To help growers in Central Washington orchards, Washington State University scientists demonstrated that Washington orchard soil health indicators should include measurements of water availability and root health in addition to standard fertility indicators to meet stakeholder management goals.
The researchers assessed soil health in ninety-seven Washington apple orchards for the study, published in October in the journal PLOS ONE. The objective of the study, done over a four-year period, was to start developing a soil assessment tool for irrigated orchard soils in Central Washington.
“This study is a first step towards identifying soil health indices growers can use to improve yield and fruit quality,” said Tianna DuPont, WSU Extension Specialist and lead author in the study.
DuPont worked with co-authors Lee Kalcsits, from WSU’s Department of Horticulture and Clark Kogan, from the Department of Mathematics and Statistics on the study.
Soil health assessment can be a critical soil testing tool. Soil health testing looks at the biological and physical as well as chemical properties of soil. Healthy soil performs critical ecosystem functions from sustaining plant growth to minimizing erosion, regulating water flow and filtering toxic materials. However few soil health testing tools have been evaluated for perennial crops in irrigated systems. This is the first study to look at soil health assessment tools for irrigated orchards in the Western US which looks at the relationship between soil health and fruit yield and quality.
Indicators measured in Central Washington orchards had a wide range but with generally lower organic matter, lower available water capacity, higher percent sand and lower wet aggregate stability than Midwest, Mid-Atlantic and Northeastern soils measured in other studies. Five percent of sites had available water capacity indicating severe water limitation and 11% had moderate limitation. Indicators of root health function showed disease pressure in many of the orchard fields sampled according to apple root health ratings and Pratylenchus penetrans nematode counts.

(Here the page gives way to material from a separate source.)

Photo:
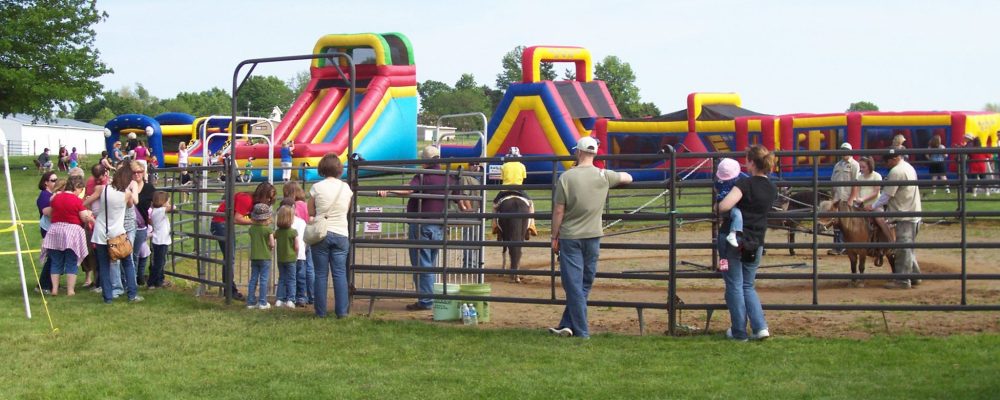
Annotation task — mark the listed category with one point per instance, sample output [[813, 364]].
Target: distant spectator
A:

Available water capacity and percent sand were significantly related to yield. Root health ratings as well as Pratylenchus nematode counts had consistent, but not significant trends with yield. High levels of mineralizable N in some orchards and subsurface compaction in 25% of orchards suggest that a measure of organic nitrogen and compaction should be included in the minimum data set used to measure soil health in Washington orchards.